Une autre originalité tient à la caractérisation des héros, où la notion de groupe est plus forte que les individualités qui le composent, même si chaque personnage est dessiné sous toutes ses coutures… J'ai déjà souligné qu'il s'agissait d'enfants, doublement pourrait-on dire, puisque l'enfant en chacun des personnages reste vivant et fort dans l'âge adulte. Il y a Bill, affligé d'un bégaiement perpétuel, et qui plus tard deviendra écrivain de romans fantastiques (un double de l'auteur) ; il y a Beverly, la seule fille du groupe, la plus adulte, naturellement, et que la conscience de sa beauté travaille, en même temps qu'elle remue la fibre prépubertaire de ses copains ; il y a Eddie, qui souffre de crises d'asthme et ne se sépare jamais de son inhalateur fétiche qui ne contient qu'un placebo ; il y a Ritchie, qui est myope, Ben, obèse, Stan, Juif, et Mike, Noir. Trop beau pour être vrai, trop symbolique pour être réaliste ? Enoncé comme ça, sans doute. Mais le tour de force de King est d'avoir su rendre ces jeunes héros totalement humains et crédibles tout en les dotant d'une silhouette très schématisée. Ainsi prolonge-t-il la ligne déjà ébauchée dans sa novella « Le Corps », à laquelle on pense plusieurs fois.

Mais on sait que l'enfance tient une place à part dans l'univers de Stephen King. Et que la clé de toutes les peurs se situe dans l'enfance. C'est là la troisième originalité profonde du roman : les manifestations de « Ça, » ses apparitions, ses métamorphoses ont toujours un rapport direct avec le monde de l'enfance, ses magies et ses terreurs, qu'elles soient issues des films de série B vus dans un cinéma de quartier, ou de l'imaginaire nourri par une enfance pauvre et solitaire : « Le lépreux sous le porche, la momie qui marchait sur la glace, le sang dans le lavabo, les enfants morts du château d'eau, les photos qui s'animaient, le loup-garou qui poursuivait les petits garçons dans les rues désertes. » Et surtout le clown, ce clown terrible qui n'a pas d'ombre, dont les yeux ne sont que deux boules de peluche orange, cette effrayante matérialisation de la mort qui hante les égouts, les caves, les souterrains, les maisons désertes, les terrains vagues et les marais, lieux de jeu, de vie, d'agonie…
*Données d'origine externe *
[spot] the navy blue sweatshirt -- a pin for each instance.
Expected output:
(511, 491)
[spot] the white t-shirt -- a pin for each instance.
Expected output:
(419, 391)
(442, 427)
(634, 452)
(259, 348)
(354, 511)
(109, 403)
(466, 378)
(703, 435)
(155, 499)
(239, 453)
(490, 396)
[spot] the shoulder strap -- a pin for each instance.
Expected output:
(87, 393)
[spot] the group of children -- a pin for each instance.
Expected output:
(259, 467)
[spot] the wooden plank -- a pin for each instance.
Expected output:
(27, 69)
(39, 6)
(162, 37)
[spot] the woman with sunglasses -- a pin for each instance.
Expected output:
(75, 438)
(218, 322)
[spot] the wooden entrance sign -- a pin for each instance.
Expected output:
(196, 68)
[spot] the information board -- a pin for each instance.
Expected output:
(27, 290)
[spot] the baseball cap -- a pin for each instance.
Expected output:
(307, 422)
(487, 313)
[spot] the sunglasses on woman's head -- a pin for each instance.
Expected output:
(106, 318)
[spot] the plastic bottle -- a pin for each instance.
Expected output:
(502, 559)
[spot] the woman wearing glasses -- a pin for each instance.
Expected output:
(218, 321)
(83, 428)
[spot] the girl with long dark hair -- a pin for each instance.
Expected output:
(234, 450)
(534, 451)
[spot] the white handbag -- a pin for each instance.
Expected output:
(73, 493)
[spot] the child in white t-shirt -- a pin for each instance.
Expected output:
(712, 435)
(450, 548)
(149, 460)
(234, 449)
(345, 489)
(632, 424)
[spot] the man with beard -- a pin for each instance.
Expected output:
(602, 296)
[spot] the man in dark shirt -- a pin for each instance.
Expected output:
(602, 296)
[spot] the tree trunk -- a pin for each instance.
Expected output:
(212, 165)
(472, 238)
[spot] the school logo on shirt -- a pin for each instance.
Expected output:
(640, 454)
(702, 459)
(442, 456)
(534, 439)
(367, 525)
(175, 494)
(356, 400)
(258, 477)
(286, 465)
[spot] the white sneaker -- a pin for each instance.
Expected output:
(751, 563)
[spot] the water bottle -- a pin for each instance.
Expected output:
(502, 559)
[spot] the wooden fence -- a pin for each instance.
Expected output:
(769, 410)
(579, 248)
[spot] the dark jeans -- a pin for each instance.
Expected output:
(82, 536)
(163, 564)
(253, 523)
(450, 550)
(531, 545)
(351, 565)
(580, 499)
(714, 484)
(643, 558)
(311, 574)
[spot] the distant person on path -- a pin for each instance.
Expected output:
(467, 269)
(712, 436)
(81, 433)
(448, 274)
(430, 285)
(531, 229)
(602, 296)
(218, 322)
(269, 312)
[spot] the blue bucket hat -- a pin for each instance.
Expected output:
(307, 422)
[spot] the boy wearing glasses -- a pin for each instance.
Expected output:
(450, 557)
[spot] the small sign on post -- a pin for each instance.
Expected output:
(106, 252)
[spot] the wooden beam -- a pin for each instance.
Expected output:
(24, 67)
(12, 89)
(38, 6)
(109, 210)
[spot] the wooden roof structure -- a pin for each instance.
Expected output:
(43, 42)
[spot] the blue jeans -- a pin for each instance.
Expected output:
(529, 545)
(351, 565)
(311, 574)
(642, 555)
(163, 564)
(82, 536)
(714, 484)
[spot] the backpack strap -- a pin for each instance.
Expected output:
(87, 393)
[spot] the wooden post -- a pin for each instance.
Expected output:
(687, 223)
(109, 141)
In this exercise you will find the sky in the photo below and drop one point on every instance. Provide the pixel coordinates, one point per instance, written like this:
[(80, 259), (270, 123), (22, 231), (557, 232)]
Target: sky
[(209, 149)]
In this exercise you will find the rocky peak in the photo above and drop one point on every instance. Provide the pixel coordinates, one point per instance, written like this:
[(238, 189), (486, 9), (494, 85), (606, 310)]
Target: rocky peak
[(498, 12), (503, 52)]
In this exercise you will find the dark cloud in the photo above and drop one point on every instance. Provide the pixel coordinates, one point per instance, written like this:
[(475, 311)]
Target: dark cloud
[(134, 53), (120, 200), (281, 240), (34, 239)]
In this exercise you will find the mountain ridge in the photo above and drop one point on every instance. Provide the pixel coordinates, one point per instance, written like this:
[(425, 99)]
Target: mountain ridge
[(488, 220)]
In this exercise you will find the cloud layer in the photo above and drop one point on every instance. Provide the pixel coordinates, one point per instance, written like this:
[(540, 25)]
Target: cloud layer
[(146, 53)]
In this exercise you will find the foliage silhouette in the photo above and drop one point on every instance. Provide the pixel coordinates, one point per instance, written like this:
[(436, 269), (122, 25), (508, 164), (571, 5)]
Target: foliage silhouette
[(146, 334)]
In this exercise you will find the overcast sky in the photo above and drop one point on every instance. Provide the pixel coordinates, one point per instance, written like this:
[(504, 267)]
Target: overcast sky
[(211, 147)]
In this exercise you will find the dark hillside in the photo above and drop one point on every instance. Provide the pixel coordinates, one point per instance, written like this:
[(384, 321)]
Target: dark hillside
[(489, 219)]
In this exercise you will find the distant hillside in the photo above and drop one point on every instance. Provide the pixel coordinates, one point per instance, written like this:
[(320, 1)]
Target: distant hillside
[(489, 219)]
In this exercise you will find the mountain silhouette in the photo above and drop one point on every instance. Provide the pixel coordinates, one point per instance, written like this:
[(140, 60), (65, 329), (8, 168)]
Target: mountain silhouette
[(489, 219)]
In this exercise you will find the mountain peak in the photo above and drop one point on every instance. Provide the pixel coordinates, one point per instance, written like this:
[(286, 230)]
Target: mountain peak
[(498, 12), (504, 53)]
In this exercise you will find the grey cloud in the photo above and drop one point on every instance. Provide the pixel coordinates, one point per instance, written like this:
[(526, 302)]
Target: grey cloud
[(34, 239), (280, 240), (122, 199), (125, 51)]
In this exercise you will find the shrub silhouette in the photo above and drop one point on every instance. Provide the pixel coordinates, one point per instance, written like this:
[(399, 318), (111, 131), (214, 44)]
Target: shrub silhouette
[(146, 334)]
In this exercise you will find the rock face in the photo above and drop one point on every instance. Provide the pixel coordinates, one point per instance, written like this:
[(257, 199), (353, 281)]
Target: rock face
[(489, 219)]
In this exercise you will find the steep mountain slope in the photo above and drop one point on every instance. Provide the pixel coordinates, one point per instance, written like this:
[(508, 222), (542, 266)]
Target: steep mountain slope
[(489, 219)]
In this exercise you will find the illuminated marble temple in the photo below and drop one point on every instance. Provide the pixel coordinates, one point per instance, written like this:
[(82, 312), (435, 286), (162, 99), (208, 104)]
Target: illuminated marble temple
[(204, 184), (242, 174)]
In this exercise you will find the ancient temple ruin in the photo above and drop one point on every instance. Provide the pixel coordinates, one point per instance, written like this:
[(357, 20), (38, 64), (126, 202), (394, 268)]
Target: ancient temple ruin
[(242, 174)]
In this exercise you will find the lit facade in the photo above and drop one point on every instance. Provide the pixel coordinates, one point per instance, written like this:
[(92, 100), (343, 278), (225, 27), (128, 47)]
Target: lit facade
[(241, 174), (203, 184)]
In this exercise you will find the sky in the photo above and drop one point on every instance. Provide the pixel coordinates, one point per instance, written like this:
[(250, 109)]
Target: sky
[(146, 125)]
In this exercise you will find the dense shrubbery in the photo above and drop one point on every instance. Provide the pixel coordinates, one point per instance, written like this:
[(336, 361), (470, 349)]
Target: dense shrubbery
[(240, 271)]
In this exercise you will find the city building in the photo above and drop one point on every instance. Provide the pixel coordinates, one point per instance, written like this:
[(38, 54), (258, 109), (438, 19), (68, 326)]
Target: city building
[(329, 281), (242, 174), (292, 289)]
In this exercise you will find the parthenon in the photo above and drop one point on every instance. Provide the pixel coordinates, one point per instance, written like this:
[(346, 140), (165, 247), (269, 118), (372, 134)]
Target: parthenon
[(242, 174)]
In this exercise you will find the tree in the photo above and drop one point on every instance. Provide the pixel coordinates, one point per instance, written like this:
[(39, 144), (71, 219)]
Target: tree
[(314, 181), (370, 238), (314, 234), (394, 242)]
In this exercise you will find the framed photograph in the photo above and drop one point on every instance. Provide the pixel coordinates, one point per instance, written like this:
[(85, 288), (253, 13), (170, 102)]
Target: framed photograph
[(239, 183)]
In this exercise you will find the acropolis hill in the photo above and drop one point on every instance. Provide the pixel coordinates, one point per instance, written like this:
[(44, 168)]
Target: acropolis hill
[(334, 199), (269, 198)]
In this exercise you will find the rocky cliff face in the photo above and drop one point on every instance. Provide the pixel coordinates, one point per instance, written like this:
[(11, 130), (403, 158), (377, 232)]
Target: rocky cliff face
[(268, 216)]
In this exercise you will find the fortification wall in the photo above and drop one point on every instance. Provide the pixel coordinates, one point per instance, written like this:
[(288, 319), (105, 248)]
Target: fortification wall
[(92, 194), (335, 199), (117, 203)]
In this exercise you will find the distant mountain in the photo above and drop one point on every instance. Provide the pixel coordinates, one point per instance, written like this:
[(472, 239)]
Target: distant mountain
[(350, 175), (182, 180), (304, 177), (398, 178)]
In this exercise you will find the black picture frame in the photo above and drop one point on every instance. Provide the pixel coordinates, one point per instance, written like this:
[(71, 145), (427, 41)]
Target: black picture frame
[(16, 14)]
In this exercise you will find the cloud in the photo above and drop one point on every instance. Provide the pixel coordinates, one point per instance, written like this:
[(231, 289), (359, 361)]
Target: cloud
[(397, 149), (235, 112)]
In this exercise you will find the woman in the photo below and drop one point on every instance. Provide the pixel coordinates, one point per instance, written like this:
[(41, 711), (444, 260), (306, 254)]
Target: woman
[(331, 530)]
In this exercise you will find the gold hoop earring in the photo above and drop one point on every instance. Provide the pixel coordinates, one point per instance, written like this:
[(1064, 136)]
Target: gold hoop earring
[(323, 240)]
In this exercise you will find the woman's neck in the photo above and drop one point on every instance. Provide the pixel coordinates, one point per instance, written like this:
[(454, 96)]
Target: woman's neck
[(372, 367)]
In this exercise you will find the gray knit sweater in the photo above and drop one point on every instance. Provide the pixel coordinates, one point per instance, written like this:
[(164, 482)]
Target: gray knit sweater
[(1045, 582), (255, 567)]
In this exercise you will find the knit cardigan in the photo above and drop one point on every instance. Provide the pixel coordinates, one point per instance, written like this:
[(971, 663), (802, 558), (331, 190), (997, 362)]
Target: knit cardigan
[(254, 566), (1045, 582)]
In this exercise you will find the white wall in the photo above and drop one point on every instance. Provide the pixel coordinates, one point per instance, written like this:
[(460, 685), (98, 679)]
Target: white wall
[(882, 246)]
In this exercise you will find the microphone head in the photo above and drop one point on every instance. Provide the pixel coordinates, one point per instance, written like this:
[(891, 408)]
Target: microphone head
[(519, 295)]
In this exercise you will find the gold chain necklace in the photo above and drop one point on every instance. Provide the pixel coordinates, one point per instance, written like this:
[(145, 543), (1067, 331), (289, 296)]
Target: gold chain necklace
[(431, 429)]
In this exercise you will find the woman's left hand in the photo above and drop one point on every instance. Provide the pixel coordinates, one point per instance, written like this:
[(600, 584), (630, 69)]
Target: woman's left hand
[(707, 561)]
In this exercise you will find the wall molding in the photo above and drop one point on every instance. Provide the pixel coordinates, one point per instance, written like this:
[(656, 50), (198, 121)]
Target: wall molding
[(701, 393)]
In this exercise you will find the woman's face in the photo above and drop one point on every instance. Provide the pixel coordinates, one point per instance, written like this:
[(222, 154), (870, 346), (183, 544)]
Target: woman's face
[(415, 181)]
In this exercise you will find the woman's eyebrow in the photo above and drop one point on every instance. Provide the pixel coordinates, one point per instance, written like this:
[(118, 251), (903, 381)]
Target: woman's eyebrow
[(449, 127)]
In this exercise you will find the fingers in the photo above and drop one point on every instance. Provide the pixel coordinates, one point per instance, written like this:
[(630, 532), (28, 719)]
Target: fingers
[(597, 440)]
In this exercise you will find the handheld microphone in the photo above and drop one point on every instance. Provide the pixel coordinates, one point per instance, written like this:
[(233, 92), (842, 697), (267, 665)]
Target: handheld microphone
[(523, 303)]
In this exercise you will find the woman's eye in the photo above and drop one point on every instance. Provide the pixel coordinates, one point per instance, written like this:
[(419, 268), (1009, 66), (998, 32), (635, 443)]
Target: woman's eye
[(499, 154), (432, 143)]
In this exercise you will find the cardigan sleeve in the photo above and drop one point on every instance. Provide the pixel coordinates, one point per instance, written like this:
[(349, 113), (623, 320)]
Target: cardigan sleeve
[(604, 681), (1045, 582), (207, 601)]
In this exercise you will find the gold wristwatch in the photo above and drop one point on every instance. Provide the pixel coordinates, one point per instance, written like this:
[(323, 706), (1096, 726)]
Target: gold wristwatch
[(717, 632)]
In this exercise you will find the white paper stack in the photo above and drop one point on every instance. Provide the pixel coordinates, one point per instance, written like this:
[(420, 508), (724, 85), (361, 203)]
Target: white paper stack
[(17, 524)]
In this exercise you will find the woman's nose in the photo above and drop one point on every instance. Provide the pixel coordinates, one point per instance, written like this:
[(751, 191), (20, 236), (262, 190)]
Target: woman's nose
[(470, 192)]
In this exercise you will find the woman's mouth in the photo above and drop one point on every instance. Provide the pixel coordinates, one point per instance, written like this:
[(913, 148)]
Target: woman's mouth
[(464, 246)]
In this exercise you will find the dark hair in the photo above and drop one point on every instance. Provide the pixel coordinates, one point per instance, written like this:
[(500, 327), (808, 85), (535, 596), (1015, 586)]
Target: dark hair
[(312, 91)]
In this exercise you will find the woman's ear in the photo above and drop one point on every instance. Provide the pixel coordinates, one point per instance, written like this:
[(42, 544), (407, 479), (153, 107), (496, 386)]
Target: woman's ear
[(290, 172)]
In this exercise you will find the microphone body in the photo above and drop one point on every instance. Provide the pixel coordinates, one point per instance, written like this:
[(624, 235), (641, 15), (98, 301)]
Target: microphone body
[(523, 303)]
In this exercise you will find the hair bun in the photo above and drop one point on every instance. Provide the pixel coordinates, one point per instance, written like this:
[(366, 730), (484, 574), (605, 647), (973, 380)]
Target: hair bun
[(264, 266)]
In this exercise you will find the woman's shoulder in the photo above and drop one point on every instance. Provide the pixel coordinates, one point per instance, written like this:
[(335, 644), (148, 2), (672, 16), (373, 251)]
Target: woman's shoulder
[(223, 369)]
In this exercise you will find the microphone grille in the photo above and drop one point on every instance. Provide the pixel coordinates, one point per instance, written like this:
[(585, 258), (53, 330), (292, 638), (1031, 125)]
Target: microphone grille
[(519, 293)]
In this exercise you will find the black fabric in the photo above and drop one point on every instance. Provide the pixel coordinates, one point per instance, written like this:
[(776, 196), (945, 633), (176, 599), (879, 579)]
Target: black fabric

La force de l'auteur est là : avoir su donner à « Ça » autant d'apparences qu'un regard d'enfant peut prêter à une silhouette entraperçue, une ombre dans la nuit, l'épouvantail qui naît d'un rayon de lune et d'un manteau abandonné sur une patère. « Ça », c'est l'inconscient, bien sûr, mais aussi ce passage incertain entre l'innocence perverse de l'enfance et la volonté bornée de l'état adulte. C'est tout ce qui fait la vie, jusque dans ses aboutissants de douleur, de pourrissement, de mort cachée derrière le miroir. Métaphore magnifique, magnifiquement rendue.

Certes, on peut trouver quelques failles dans ce qui est naturellement un chef-d'œuvre (au sens traditionnel du terme : une œuvre magistrale qui est le couronnement de l'œuvre antérieure). Par exemple, les explications cosmiques de l'existence de « Ça », probablement inutiles ; par exemple la systématisation de l'emploi de ces phrases qui franchissent les chapitres ; surtout ce qu'on pourrait appeler le syndrome Liaison fatale, qui fait que, malgré la force de cet amour d'enfance qui lie Bill à Beverly, l'écrivain, l'épreuve passée, n'en retournera pas moins au giron conjugal… Mais ce sont là des broutilles qui n'entachent pas l'édifice. Ça demeure un bloc d'une densité exceptionnelle, d'une insolente et presque inexplicable beauté (car après tout… ce n'est qu'un roman d'épouvante un peu plus gros qu'un autre, non ?), un instant magique étiré sur plus d’une bonne dizaine d’heures de lecture.